For all such men out there (including me), does anyone ever wonder or go so far as to ask,
            Does he get to see his children?
Maybe not; because to do so, one would have to break from the established idea, the well-trodden path, and see the matter as a parent—rather than as one who accepts this one-side of the matter and as the whole of it or worse yet, presumes all men are Deadbeats. 

For those who brave to venture, the realities of life await; not what one hears or even sees in the media and the state—their agendas—but evidence to the contrary, your own as one with a mind and heart and more, the courage for truth.

Voltaire – show me the terms

Terms are rules, conditions and such. 

Disobey or violate the terms and the deal is off.   

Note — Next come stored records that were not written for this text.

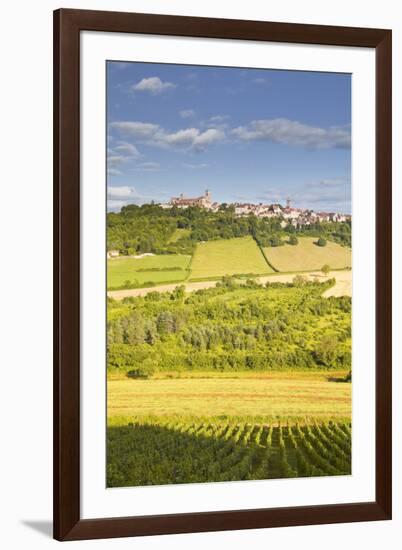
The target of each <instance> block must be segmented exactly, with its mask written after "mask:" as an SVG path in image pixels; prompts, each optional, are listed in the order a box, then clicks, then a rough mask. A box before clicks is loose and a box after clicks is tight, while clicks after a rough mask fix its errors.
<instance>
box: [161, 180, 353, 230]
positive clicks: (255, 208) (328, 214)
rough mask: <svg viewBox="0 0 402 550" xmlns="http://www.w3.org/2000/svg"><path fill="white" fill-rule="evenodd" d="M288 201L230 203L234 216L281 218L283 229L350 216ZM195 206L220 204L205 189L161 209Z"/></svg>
mask: <svg viewBox="0 0 402 550" xmlns="http://www.w3.org/2000/svg"><path fill="white" fill-rule="evenodd" d="M290 204H291V201H290V199H286V206H282V205H281V204H278V203H276V204H263V203H258V204H253V203H239V202H235V203H232V204H231V205H230V206H233V207H234V212H235V215H236V216H239V217H241V216H248V215H250V214H254V215H255V216H256V217H257V218H281V219H282V222H281V223H282V224H283V227H285V226H287V225H289V224H291V225H293V226H294V227H301V226H305V225H310V224H313V223H316V222H346V221H350V220H351V216H350V215H347V214H341V213H339V212H315V211H314V210H311V209H303V208H293V207H291V205H290ZM191 206H197V207H199V208H205V209H207V210H211V211H217V210H219V208H220V206H221V204H220V203H218V202H213V201H212V196H211V192H210V191H209V190H208V189H207V190H206V191H205V193H204V194H203V195H202V196H200V197H194V198H188V197H185V196H184V194H181V195H180V196H179V197H172V198H171V199H170V201H169V202H167V203H166V204H161V207H162V208H173V207H176V208H189V207H191Z"/></svg>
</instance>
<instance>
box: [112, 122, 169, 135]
mask: <svg viewBox="0 0 402 550" xmlns="http://www.w3.org/2000/svg"><path fill="white" fill-rule="evenodd" d="M109 126H110V127H111V128H116V129H117V130H119V131H121V132H122V133H125V134H129V135H133V136H135V137H139V138H147V137H152V136H153V135H154V134H155V132H156V131H157V130H158V129H159V126H158V125H157V124H151V123H150V122H137V121H122V122H111V123H110V124H109Z"/></svg>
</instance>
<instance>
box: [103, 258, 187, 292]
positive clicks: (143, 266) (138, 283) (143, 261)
mask: <svg viewBox="0 0 402 550" xmlns="http://www.w3.org/2000/svg"><path fill="white" fill-rule="evenodd" d="M190 259H191V256H187V255H181V254H164V255H155V256H145V257H144V258H134V257H132V256H130V257H120V258H113V259H109V260H108V262H107V267H108V270H107V271H108V272H107V286H108V288H121V287H122V286H124V285H125V284H126V283H127V282H129V283H130V284H129V285H128V286H129V288H130V287H136V286H142V285H143V284H145V283H153V284H159V283H169V282H176V281H183V280H184V279H186V278H187V277H188V274H189V272H188V267H189V264H190Z"/></svg>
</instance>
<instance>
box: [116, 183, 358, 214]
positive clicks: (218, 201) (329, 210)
mask: <svg viewBox="0 0 402 550" xmlns="http://www.w3.org/2000/svg"><path fill="white" fill-rule="evenodd" d="M209 191H211V190H210V189H209ZM211 193H212V191H211ZM202 194H203V193H200V194H198V195H197V194H196V195H194V196H189V195H187V194H186V193H183V195H184V197H183V198H186V199H187V198H188V199H192V198H196V197H201V196H202ZM170 198H174V197H169V199H167V200H166V201H160V200H156V199H150V200H149V201H147V202H142V203H138V202H127V204H124V205H123V206H119V207H118V208H117V209H116V208H113V209H108V212H116V213H119V212H120V210H121V208H124V207H125V206H138V207H141V206H147V205H148V206H151V205H154V206H161V205H165V204H168V203H169V200H170ZM213 202H217V203H218V204H219V205H221V204H227V205H228V206H230V205H235V204H253V205H256V206H257V205H260V204H261V205H267V206H269V205H271V204H279V205H280V206H282V207H284V208H286V198H285V199H283V200H282V201H280V200H279V201H275V202H263V201H260V202H252V201H247V200H244V201H239V200H235V201H215V200H213ZM199 208H201V207H199ZM290 208H296V209H298V210H311V211H313V212H325V213H328V214H329V213H337V214H344V215H346V216H351V215H352V213H351V212H341V211H340V210H319V209H317V208H314V207H309V206H307V207H299V206H296V205H294V204H293V203H292V201H291V204H290Z"/></svg>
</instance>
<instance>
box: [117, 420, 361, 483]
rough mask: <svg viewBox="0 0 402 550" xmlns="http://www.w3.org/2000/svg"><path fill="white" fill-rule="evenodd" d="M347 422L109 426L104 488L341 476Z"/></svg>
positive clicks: (349, 427)
mask: <svg viewBox="0 0 402 550" xmlns="http://www.w3.org/2000/svg"><path fill="white" fill-rule="evenodd" d="M350 472H351V428H350V425H349V424H346V423H334V422H327V423H319V424H318V423H316V424H311V425H309V424H305V425H299V424H295V425H285V426H283V425H268V424H253V423H236V422H226V423H225V422H223V423H214V422H210V423H209V422H193V423H191V422H185V421H182V422H181V421H177V420H172V421H165V422H161V423H159V422H158V423H150V422H140V421H138V422H133V423H129V424H127V425H125V426H111V427H109V428H108V448H107V483H108V486H109V487H121V486H138V485H164V484H170V483H192V482H198V483H200V482H214V481H237V480H248V479H278V478H295V477H311V476H336V475H348V474H350Z"/></svg>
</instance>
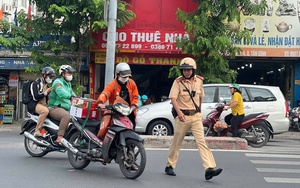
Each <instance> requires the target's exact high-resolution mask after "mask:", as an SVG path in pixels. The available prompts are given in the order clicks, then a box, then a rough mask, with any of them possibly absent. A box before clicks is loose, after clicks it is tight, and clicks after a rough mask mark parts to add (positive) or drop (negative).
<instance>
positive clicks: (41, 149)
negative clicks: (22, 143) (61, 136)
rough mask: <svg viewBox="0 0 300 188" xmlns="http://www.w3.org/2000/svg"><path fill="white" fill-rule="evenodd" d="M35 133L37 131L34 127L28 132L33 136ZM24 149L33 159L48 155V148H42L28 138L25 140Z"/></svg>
mask: <svg viewBox="0 0 300 188" xmlns="http://www.w3.org/2000/svg"><path fill="white" fill-rule="evenodd" d="M34 131H35V127H34V126H33V127H31V128H30V129H29V130H28V132H29V133H30V134H32V135H33V134H34ZM24 147H25V149H26V151H27V153H28V154H29V155H31V156H32V157H43V156H45V155H46V154H47V153H48V151H47V150H46V147H41V146H39V145H37V144H36V143H34V142H33V141H32V140H30V139H28V138H26V137H25V138H24Z"/></svg>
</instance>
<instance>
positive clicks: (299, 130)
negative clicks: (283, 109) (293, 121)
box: [295, 121, 300, 131]
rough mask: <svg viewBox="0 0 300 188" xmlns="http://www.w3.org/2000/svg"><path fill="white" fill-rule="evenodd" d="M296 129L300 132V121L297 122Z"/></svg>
mask: <svg viewBox="0 0 300 188" xmlns="http://www.w3.org/2000/svg"><path fill="white" fill-rule="evenodd" d="M295 128H296V130H297V131H300V125H299V121H298V122H295Z"/></svg>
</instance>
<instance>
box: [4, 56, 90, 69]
mask: <svg viewBox="0 0 300 188" xmlns="http://www.w3.org/2000/svg"><path fill="white" fill-rule="evenodd" d="M33 65H34V63H33V61H31V60H29V59H28V58H0V69H13V70H22V69H25V67H32V66H33ZM81 70H88V65H87V61H86V60H85V61H83V62H82V64H81Z"/></svg>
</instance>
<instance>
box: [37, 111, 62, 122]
mask: <svg viewBox="0 0 300 188" xmlns="http://www.w3.org/2000/svg"><path fill="white" fill-rule="evenodd" d="M32 115H35V116H39V114H38V113H36V112H34V113H32ZM47 118H48V119H49V120H50V121H52V122H53V123H55V124H56V125H59V122H60V121H57V120H55V119H53V118H52V117H51V116H49V115H47Z"/></svg>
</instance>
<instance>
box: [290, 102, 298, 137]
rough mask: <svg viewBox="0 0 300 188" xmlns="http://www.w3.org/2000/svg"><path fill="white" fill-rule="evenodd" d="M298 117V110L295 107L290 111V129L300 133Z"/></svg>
mask: <svg viewBox="0 0 300 188" xmlns="http://www.w3.org/2000/svg"><path fill="white" fill-rule="evenodd" d="M299 115H300V108H299V107H295V108H293V109H292V110H291V111H290V116H289V119H290V127H291V128H292V129H295V130H297V131H300V125H299V117H300V116H299Z"/></svg>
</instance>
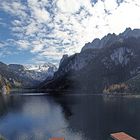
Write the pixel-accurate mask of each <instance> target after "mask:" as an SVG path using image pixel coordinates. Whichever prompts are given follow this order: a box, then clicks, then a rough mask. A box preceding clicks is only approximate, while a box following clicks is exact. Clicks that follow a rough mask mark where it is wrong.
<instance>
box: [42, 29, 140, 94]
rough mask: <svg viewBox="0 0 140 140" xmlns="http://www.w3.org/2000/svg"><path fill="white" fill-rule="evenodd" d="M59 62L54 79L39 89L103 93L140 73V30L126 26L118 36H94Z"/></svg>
mask: <svg viewBox="0 0 140 140" xmlns="http://www.w3.org/2000/svg"><path fill="white" fill-rule="evenodd" d="M60 62H61V63H60V66H59V68H58V71H57V72H56V73H55V74H54V78H53V79H52V80H51V81H49V82H48V83H47V82H46V83H45V84H44V85H42V86H41V87H42V88H45V89H47V88H48V89H59V90H60V89H76V90H80V89H81V90H89V91H93V92H103V90H104V89H106V87H109V86H110V85H112V84H120V83H122V82H124V83H125V82H126V81H128V80H129V79H131V78H133V77H135V76H136V75H138V74H139V73H140V29H134V30H131V29H130V28H127V29H126V30H125V31H124V32H123V33H121V34H119V35H116V34H108V35H106V36H105V37H103V38H102V39H95V40H93V42H92V43H87V44H86V45H85V46H84V47H83V48H82V50H81V52H80V53H77V54H74V55H72V56H67V55H65V56H64V57H63V58H62V60H61V61H60ZM131 81H134V80H131ZM135 81H137V80H135ZM139 81H140V80H139ZM122 85H123V84H122ZM122 85H121V86H122ZM131 85H133V84H132V82H131ZM134 85H136V84H134ZM121 86H118V87H121ZM123 86H124V85H123ZM124 87H125V86H124ZM111 88H112V87H111ZM133 89H137V88H133Z"/></svg>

To agree with and abide by terms, one must understand them. If one does not understand the terms—or even that “the terms” are terms—what good does it do?

It is reasonable that to violate the rules one must know the rules, acknowledging their understanding and abiding accordingly—but this reasonable condition is not always so. 
Sometimes one is accused, even convicted, of breaking rules when if truth they did not know about them if the first place. 

Can or should one be accountable for terms they do not know about because the terms are (or were) not made available? 

Could it be that terms (critical details) are knowingly and purposely withheld from that one as a measure to dis-empower the one or take advantage?  The answer is, “Of course.”   
It, this tactic, happens all the time; the one purposely misled or ill-formed…dis-empowered.  
On this word, terms, and subject, Voltaire said,
If you wish to converse with me, define your terms. 
Paradoxically, one must have some level of power to make and maintain such a stated demand; else, like “the one” described, they simply do not know to know....

Principles are important here; that one thinks enough of themselves and basic fairness to demand the terms, the rules of engagement and any other details of relevance.

But without power what use are principles?   Without a force to meet force how might one overcome forces?   Consider these words by Charles Spurgeon: 
When you see no present advantage, walk by faith and not by sight. Do the honor to trust Him when it comes to mattes of loss for the sake of principle. 
It seems that in one’s weakness is the opportunity to see God’s strength, that the one may find peace aside the humility of his powerlessness. 

For the powerless, to include those dis-empowered by injustice and cruelty, faith is there, the terms to trust and obey.